The models call for the upper-level trough to move southward into Nevada today and tonight. Expect unsettled weather through at least tomorrow, with some thunderstorms. The valley will see rain.
Our Upper Cottonwoods meteogram from the 0600 UTC NAM forecast illustrates the situation for the mountains. The forecast is holding up well so far with a temperature of 32˚F on Mt. Baldy, similar to observed. Temperatures decline slowly through this evening, rise a bit overnight, and decline again tomorrow morning through early afternoon. This complex temperature evolution reflects the fact that the trough is both digging to our west and intensifying, which results in a situation whereby we transition back into warmer southeasterly or southerly flow early tomorrow. Basically, it's a mess.
Thus, I expect snow levels to drop through this evening, perhaps to about 8000 feet, but rise again late tonight or early tomorrow morning. There are large error bars on this, however, and here's why.
Model soundings for Alta such as the one below, valid 0800 UTC (0200 MDT) tonight, show a very deep layer in which the temperature is 0ºC. This is the sort of thing that can happen in the Cascades when the precipitation rates are high. Think of it as the ice cube effect. Mother Nature dumps a ton of snow very quickly, and the atmosphere cools to 0ºC, much like throwing ice cubes into your cocktail. I'm never sure whether or not to count on these sorts of details in the model forecast as they are dependent on many factors. However, if it were to happen, the snow level will lower perhaps more than expected. If it doesn't, well it will be high. Regardless, the snow in such a layer tends to be wet and sticky .

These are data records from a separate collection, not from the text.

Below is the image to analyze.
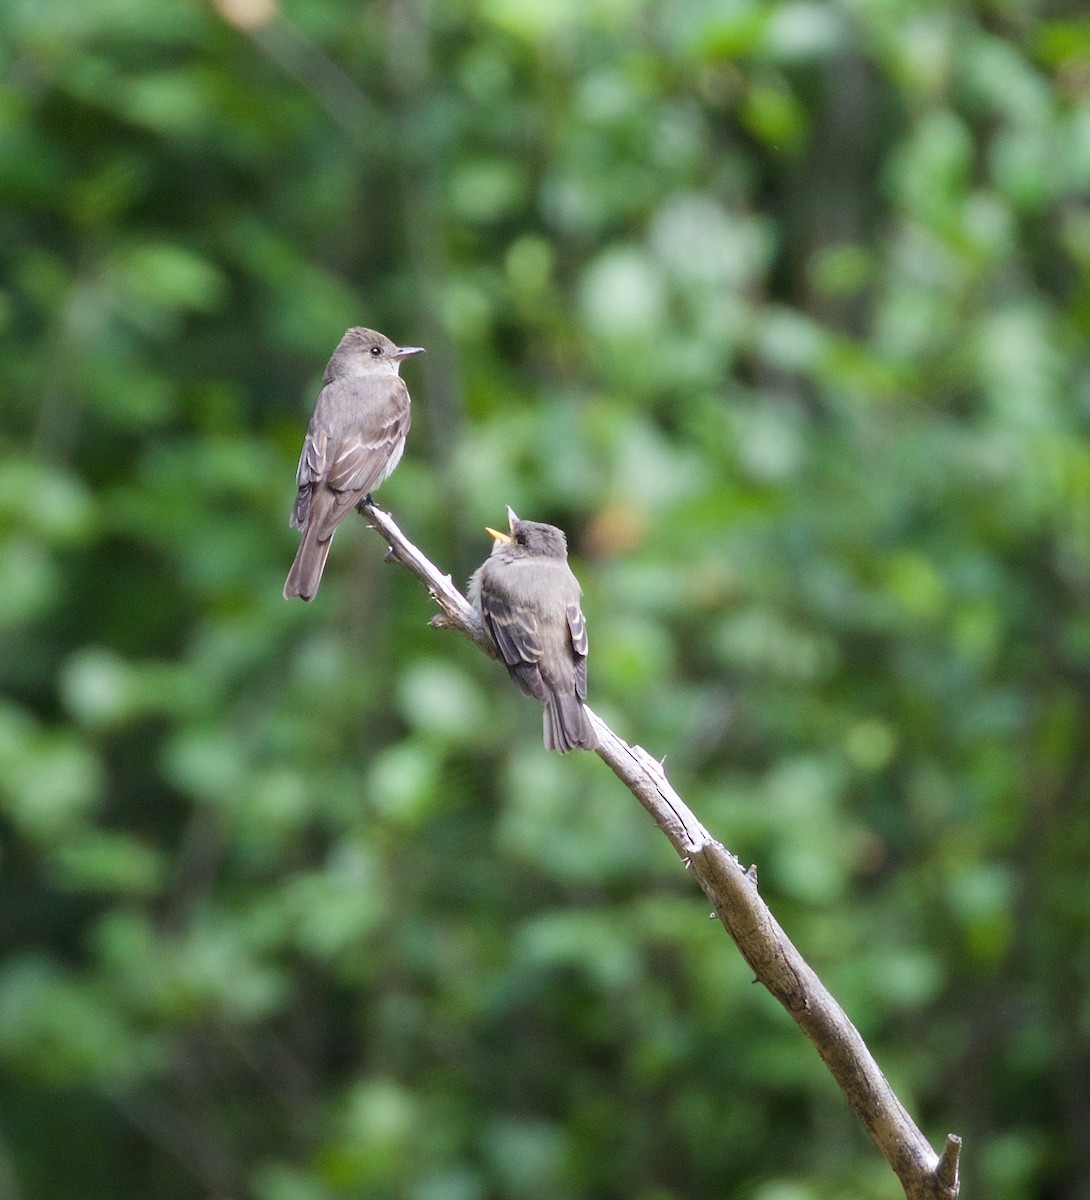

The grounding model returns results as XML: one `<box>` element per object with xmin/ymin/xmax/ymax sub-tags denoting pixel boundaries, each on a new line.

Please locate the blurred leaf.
<box><xmin>50</xmin><ymin>831</ymin><xmax>163</xmax><ymax>896</ymax></box>
<box><xmin>0</xmin><ymin>957</ymin><xmax>162</xmax><ymax>1085</ymax></box>
<box><xmin>0</xmin><ymin>708</ymin><xmax>102</xmax><ymax>841</ymax></box>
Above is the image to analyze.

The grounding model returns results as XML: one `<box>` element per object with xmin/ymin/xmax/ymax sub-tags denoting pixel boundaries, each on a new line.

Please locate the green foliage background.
<box><xmin>2</xmin><ymin>0</ymin><xmax>1089</xmax><ymax>1196</ymax></box>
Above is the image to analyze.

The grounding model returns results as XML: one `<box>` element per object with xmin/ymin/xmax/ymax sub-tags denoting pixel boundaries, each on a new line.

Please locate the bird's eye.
<box><xmin>515</xmin><ymin>531</ymin><xmax>527</xmax><ymax>545</ymax></box>
<box><xmin>370</xmin><ymin>345</ymin><xmax>383</xmax><ymax>356</ymax></box>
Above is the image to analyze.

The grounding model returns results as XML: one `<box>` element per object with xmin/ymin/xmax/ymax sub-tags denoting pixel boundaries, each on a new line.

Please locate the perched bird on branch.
<box><xmin>284</xmin><ymin>327</ymin><xmax>424</xmax><ymax>601</ymax></box>
<box><xmin>469</xmin><ymin>508</ymin><xmax>596</xmax><ymax>754</ymax></box>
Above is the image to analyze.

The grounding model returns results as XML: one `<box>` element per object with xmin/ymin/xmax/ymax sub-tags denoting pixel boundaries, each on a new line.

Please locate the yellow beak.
<box><xmin>486</xmin><ymin>527</ymin><xmax>513</xmax><ymax>545</ymax></box>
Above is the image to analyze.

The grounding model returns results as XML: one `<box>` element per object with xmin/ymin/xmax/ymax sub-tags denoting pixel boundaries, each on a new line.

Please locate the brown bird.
<box><xmin>469</xmin><ymin>507</ymin><xmax>596</xmax><ymax>754</ymax></box>
<box><xmin>284</xmin><ymin>327</ymin><xmax>424</xmax><ymax>601</ymax></box>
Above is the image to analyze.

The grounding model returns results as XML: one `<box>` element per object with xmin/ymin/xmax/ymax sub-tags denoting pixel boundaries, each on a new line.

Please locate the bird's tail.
<box><xmin>543</xmin><ymin>693</ymin><xmax>597</xmax><ymax>754</ymax></box>
<box><xmin>283</xmin><ymin>524</ymin><xmax>334</xmax><ymax>601</ymax></box>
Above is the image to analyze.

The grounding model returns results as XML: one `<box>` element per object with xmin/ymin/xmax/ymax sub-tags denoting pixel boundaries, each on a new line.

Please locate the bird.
<box><xmin>468</xmin><ymin>507</ymin><xmax>596</xmax><ymax>754</ymax></box>
<box><xmin>284</xmin><ymin>327</ymin><xmax>424</xmax><ymax>601</ymax></box>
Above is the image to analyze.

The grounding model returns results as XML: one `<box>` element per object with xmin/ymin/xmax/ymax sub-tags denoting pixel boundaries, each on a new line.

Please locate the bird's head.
<box><xmin>335</xmin><ymin>327</ymin><xmax>425</xmax><ymax>375</ymax></box>
<box><xmin>485</xmin><ymin>507</ymin><xmax>569</xmax><ymax>559</ymax></box>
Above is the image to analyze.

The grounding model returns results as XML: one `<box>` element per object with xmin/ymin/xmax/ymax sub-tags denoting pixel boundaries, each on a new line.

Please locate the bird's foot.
<box><xmin>356</xmin><ymin>493</ymin><xmax>375</xmax><ymax>512</ymax></box>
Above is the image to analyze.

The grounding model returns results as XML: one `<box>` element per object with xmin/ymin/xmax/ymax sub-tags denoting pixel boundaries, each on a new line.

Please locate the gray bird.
<box><xmin>469</xmin><ymin>508</ymin><xmax>596</xmax><ymax>754</ymax></box>
<box><xmin>284</xmin><ymin>327</ymin><xmax>424</xmax><ymax>601</ymax></box>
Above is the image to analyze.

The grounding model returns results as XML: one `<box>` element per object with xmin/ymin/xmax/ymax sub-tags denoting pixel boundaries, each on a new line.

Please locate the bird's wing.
<box><xmin>480</xmin><ymin>586</ymin><xmax>550</xmax><ymax>704</ymax></box>
<box><xmin>565</xmin><ymin>602</ymin><xmax>588</xmax><ymax>700</ymax></box>
<box><xmin>326</xmin><ymin>411</ymin><xmax>410</xmax><ymax>496</ymax></box>
<box><xmin>323</xmin><ymin>373</ymin><xmax>412</xmax><ymax>497</ymax></box>
<box><xmin>290</xmin><ymin>424</ymin><xmax>329</xmax><ymax>530</ymax></box>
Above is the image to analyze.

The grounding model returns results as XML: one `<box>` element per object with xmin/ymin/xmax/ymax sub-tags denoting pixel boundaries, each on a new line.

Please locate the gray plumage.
<box><xmin>284</xmin><ymin>327</ymin><xmax>423</xmax><ymax>601</ymax></box>
<box><xmin>469</xmin><ymin>508</ymin><xmax>596</xmax><ymax>754</ymax></box>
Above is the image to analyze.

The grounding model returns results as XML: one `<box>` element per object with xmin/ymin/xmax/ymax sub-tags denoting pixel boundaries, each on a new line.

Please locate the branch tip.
<box><xmin>935</xmin><ymin>1134</ymin><xmax>961</xmax><ymax>1192</ymax></box>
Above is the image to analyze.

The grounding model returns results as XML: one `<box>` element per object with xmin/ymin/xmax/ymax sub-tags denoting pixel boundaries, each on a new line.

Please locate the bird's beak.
<box><xmin>394</xmin><ymin>345</ymin><xmax>426</xmax><ymax>360</ymax></box>
<box><xmin>506</xmin><ymin>506</ymin><xmax>519</xmax><ymax>533</ymax></box>
<box><xmin>485</xmin><ymin>526</ymin><xmax>513</xmax><ymax>545</ymax></box>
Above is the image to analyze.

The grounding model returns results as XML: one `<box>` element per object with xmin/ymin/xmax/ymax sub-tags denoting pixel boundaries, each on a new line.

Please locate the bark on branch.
<box><xmin>359</xmin><ymin>500</ymin><xmax>962</xmax><ymax>1200</ymax></box>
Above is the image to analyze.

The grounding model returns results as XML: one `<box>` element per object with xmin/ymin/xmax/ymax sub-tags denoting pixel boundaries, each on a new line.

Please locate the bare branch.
<box><xmin>358</xmin><ymin>500</ymin><xmax>962</xmax><ymax>1200</ymax></box>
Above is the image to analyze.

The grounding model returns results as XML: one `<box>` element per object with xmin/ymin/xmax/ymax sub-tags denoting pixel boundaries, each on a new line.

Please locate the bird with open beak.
<box><xmin>284</xmin><ymin>326</ymin><xmax>425</xmax><ymax>601</ymax></box>
<box><xmin>468</xmin><ymin>507</ymin><xmax>596</xmax><ymax>754</ymax></box>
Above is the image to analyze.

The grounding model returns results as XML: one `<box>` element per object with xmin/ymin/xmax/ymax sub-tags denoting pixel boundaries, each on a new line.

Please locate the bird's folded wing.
<box><xmin>326</xmin><ymin>414</ymin><xmax>410</xmax><ymax>495</ymax></box>
<box><xmin>290</xmin><ymin>425</ymin><xmax>329</xmax><ymax>530</ymax></box>
<box><xmin>481</xmin><ymin>590</ymin><xmax>550</xmax><ymax>704</ymax></box>
<box><xmin>566</xmin><ymin>602</ymin><xmax>589</xmax><ymax>700</ymax></box>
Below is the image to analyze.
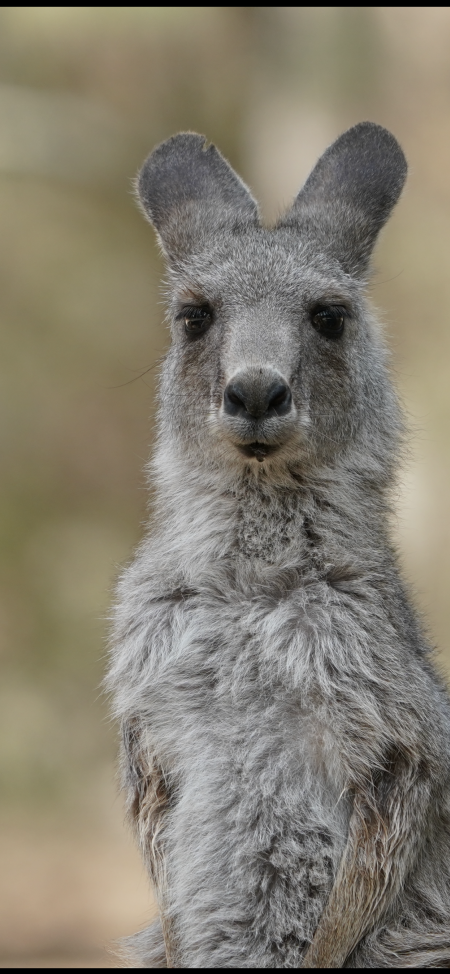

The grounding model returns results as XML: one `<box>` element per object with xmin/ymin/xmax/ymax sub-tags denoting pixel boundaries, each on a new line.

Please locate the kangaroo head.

The NAM is quite generous with water totals, producing 2 inches through noon Saturday. Our algorithms suggest that equates to about 12 inches of snow at 9700 feet. Cascade concrete for sure.
This is, however, a very difficult precipitation amount forecast for several reasons. One is that it is dependent on the track and intensity of the wobbly trough. Another is that we're going to see a lot of pop-up showers and thunderstorms which can't be pin pointed. As a result, the SREF shows remarkable forecast plume spread at Alta-Collins.
Thus, this might be the most wishy-washy post I've done. I expect precipitation, possibly heavy at times, in the central Wasatch. I also expect the snow to be high density. I'm not sure about precipitation totals, other than ruling out low amounts, or snow levels. The best option in a pattern like this is to be ready to go in the morning, set the alarm, pull up the Alta-Collins ob (http://mesowest.utah.edu/cgi-bin/droman/meso_base.cgi?stn=cln) when it goes off, and either go back to sleep or jump in the car depending on what you see. May powder? I don't think so. Creamy crud? Maybe, if the trough delivers enough snow tonight. Otherwise, there's always yardwork.